Waveform-domain Speech Enhancement Using Spectrogram Encoding for Robust Speech Recognition
Published in IEEE/ACM Transactions on Audio, Speech, and Language Processing, 2024
While waveform-domain speech enhancement (SE) has been extensively investigated in recent years and achieves state-of-the-art performance in many datasets, spectrogram-based SE tends to show robust and stable enhancement behavior. In this paper, we propose a waveform-spectrogram hybrid method (WaveSpecEnc) to improve the robustness of waveform-domain SE. WaveSpecEnc refines the corresponding temporal feature map by spectrogram encoding in each encoder layer.

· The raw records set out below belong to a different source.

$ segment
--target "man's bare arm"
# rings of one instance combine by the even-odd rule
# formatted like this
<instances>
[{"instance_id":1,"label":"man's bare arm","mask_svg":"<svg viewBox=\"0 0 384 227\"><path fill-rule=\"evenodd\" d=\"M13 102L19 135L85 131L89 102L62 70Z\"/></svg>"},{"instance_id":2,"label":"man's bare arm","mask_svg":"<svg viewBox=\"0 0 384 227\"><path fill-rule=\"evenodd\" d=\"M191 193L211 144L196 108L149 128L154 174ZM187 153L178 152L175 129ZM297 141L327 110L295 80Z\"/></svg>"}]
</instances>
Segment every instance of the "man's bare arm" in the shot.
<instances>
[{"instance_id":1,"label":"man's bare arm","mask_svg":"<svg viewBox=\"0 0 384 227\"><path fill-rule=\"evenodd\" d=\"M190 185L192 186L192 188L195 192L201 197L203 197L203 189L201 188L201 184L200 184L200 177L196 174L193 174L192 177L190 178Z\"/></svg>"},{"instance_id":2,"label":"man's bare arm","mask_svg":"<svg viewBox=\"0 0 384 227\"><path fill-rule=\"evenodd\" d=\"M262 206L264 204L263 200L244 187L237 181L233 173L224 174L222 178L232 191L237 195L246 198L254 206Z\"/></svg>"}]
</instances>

Incorporating spectral information provides robust human hearing experience performance. However, it has a minor automatic speech recognition (ASR) improvement. Thus, we improve it for robust ASR by further utilizing spectrogram encoding information (WaveSpecEnc+) to both the SE front-end and ASR back-end. Experimental results using the CHiME-4 dataset show that ASR performance in real evaluation sets is consistently improved with the proposed method, which outperformed others, including DEMUCS and Conv-Tasnet. Refining in the shallow encoder layers is very effective, and the effect is confirmed even with a strong ASR baseline using WavLM.